Live review: Deep Purple with orchestra at the Greek Theater, June 24.


Yes, executing "Smoke on the Water" and "Hush" and all dem rockin' Purple pinnakles with a couple dozen strings and horns was a silly idea. How fortunate, then, that the classical gang didn't play half the time. You could even catch them sneaking peeks at one another as they idled through the bluesier sections of "Lazy" or "Strange Kind of Woman," as if to say, "Hey, this band sounds better without us."

So the more orchestra-friendly non-hits became the evening's artistic peaks. Keyboardist Don Airey wallered like a hawg in his expanded spotlight pool, especially throughout an instrumental segment where he got to gloom out his famous organ intro to Ozzy Osbourne's "Mr. Crowley" and churn some fake Gershwin with full symphonic wheeze behind him. Similarly, guitarist Steve Morse inflated his "The Well Dressed Guitar" suite into a carnival tent of textures and pyrotechnics. The vocal number that best lent itself to the tux treatment was the Arab-inflected title track of 2005's "Rapture of the Deep," Purple's last studio effort. The doomy low riff of "Perfect Strangers," of course, was made for bow and rosin.

Ian Gillan's macho leer burst from his mighty lungs with brio undiminished, and he plainly reveled in blowing the dust off lesser-known gems such as the slow torcher "When a Blind Man Cries," the proto-rappy "No One Came" and the strutting "Maybe I'm a Leo." (Tall and cropped, Gillan also looked athletic in a tight black T-shirt; he hasn't been this slim since he joined the band in 1969. Hope he hasn't dumped the sauce.) Ian Paice socked his drum kit like the all-time champ he is -- orchestra schmorkestra, take THIS, y' old poofters. Rats on the wharves of San Pedro could probably hear Roger Glover's driving lines with perfect clarity, but one question: Who needs five knobs on a bass?

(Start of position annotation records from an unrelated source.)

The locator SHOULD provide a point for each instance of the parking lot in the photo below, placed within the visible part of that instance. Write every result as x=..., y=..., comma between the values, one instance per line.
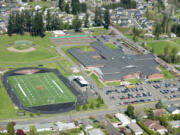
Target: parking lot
x=142, y=92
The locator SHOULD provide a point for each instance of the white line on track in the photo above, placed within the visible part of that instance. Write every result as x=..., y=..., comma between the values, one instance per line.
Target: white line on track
x=22, y=90
x=58, y=86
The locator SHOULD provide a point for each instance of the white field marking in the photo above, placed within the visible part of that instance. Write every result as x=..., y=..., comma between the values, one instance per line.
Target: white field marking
x=47, y=78
x=22, y=90
x=58, y=86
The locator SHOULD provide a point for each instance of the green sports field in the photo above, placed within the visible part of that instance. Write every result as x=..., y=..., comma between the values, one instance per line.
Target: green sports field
x=40, y=89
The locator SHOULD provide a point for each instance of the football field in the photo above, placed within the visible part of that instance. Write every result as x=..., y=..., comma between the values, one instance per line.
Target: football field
x=40, y=89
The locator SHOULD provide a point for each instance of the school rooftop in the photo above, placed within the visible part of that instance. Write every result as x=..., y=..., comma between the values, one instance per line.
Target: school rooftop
x=113, y=64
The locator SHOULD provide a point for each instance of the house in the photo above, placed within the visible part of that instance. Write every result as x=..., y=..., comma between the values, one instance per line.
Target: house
x=155, y=126
x=175, y=124
x=158, y=112
x=95, y=132
x=65, y=126
x=123, y=119
x=173, y=109
x=135, y=128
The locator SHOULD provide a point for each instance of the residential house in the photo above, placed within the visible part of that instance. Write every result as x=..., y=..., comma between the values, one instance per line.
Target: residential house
x=173, y=109
x=123, y=119
x=155, y=126
x=135, y=128
x=158, y=112
x=95, y=132
x=175, y=124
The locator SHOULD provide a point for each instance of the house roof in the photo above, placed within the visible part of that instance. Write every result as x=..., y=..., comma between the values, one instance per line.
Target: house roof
x=115, y=64
x=172, y=109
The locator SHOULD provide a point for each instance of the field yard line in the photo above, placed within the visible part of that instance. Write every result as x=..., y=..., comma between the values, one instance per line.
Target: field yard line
x=22, y=90
x=58, y=86
x=46, y=78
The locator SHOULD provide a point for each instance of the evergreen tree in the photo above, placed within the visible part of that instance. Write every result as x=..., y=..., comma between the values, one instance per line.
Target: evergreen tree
x=10, y=26
x=91, y=105
x=84, y=107
x=151, y=115
x=86, y=22
x=78, y=107
x=75, y=6
x=130, y=111
x=159, y=105
x=61, y=5
x=48, y=21
x=10, y=128
x=76, y=24
x=67, y=10
x=107, y=18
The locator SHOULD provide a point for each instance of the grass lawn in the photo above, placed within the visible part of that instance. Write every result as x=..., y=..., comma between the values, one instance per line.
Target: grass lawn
x=133, y=81
x=111, y=45
x=7, y=109
x=42, y=45
x=167, y=74
x=160, y=45
x=83, y=48
x=41, y=3
x=113, y=83
x=96, y=79
x=176, y=131
x=40, y=89
x=99, y=31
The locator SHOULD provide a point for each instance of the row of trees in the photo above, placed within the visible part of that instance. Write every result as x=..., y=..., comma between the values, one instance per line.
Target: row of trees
x=102, y=18
x=127, y=4
x=76, y=6
x=36, y=24
x=92, y=105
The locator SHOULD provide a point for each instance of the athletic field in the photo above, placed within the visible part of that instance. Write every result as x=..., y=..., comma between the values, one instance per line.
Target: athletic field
x=40, y=89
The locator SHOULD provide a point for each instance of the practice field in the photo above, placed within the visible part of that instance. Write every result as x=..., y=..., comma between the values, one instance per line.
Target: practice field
x=40, y=89
x=72, y=39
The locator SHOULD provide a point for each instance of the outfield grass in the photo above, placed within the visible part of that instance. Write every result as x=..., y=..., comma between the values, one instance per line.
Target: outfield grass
x=96, y=79
x=160, y=45
x=42, y=45
x=111, y=45
x=133, y=81
x=40, y=89
x=167, y=74
x=7, y=109
x=113, y=83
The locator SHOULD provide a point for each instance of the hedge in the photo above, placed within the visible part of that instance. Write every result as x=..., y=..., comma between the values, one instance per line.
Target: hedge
x=150, y=132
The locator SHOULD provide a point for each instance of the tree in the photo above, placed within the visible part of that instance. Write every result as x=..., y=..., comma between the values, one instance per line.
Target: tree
x=75, y=6
x=159, y=105
x=107, y=18
x=157, y=30
x=98, y=105
x=32, y=130
x=86, y=22
x=98, y=17
x=91, y=105
x=151, y=115
x=76, y=24
x=10, y=26
x=84, y=107
x=130, y=111
x=61, y=5
x=78, y=107
x=20, y=132
x=67, y=8
x=48, y=21
x=136, y=33
x=10, y=128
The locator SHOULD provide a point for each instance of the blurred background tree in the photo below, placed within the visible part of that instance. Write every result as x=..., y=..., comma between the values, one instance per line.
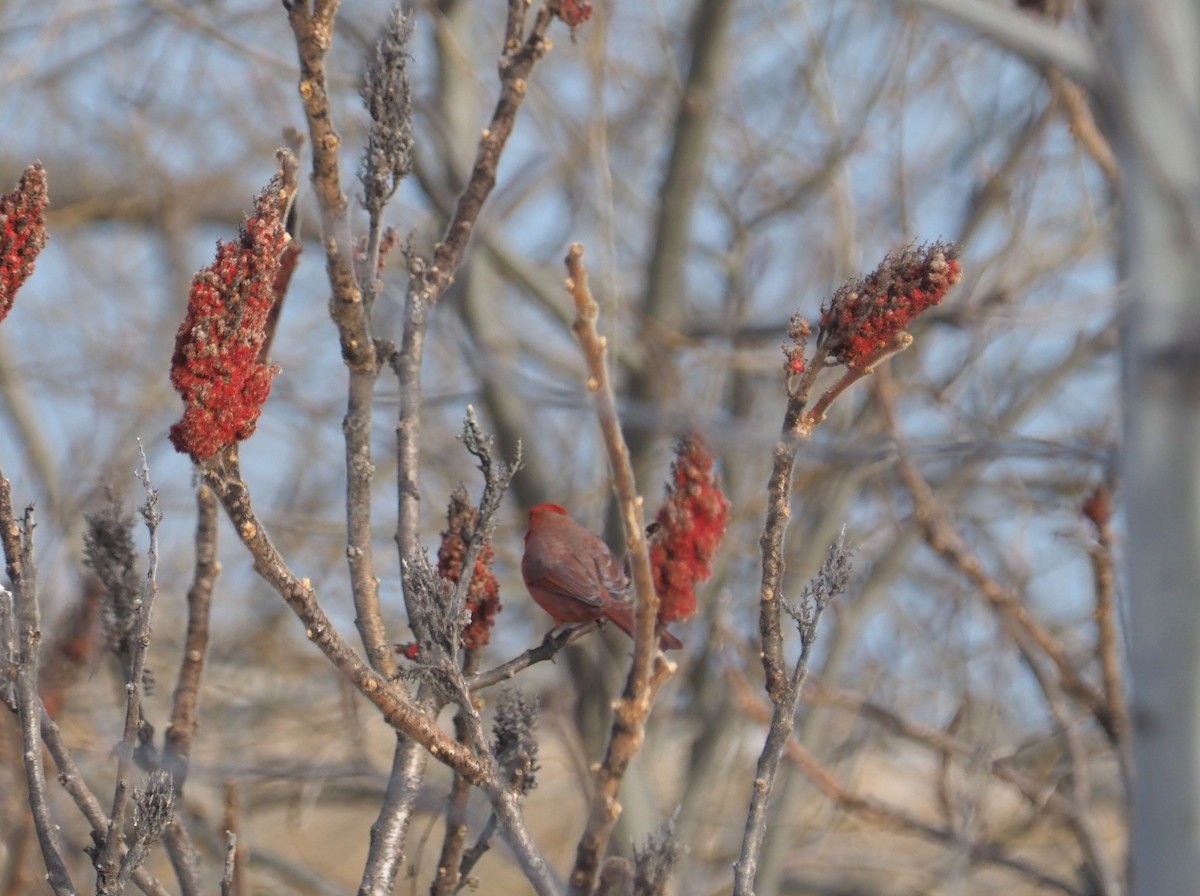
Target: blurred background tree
x=729, y=166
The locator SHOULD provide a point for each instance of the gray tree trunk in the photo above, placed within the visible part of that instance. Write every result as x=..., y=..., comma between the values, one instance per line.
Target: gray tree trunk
x=1153, y=98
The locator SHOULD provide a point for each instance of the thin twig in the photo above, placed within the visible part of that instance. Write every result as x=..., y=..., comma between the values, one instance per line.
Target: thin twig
x=226, y=481
x=427, y=281
x=945, y=541
x=72, y=781
x=184, y=713
x=18, y=549
x=313, y=29
x=107, y=855
x=227, y=877
x=648, y=669
x=546, y=650
x=827, y=585
x=877, y=811
x=235, y=863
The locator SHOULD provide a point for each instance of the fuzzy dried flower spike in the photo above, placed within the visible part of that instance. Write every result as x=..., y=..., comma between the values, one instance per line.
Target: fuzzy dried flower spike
x=867, y=319
x=690, y=525
x=216, y=367
x=484, y=595
x=22, y=233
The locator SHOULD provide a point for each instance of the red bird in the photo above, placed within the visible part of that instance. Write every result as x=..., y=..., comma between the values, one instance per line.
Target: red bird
x=573, y=575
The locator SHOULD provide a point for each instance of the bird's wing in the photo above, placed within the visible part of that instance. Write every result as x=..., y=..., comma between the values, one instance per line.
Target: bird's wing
x=570, y=578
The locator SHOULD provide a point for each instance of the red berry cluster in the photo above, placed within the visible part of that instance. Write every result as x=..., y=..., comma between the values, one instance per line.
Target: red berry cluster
x=22, y=233
x=574, y=12
x=691, y=523
x=217, y=367
x=484, y=595
x=863, y=319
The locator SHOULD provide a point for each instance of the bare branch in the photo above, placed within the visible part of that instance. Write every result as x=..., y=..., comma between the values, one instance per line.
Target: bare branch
x=106, y=858
x=649, y=668
x=18, y=549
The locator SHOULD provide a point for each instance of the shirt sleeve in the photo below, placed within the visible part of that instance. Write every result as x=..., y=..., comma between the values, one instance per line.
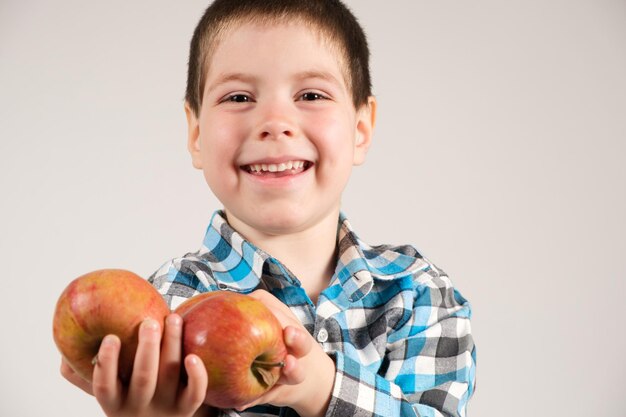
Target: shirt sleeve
x=429, y=367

It was a lovely summer night with strobe lights and purple kites -- strings or no. Deep Purple can bring 100 bagpipes and a Tuvan choir next time, and I'll still be first in line.

Ernie & the Automatics opened with generic classik roc. The guitarist and drummer are former non-Scholz members of Boston, so they signed off with a medley not excluding "More Than a Feeling," and hominids stood for it, literally and figuratively. We are all sinners, Lord.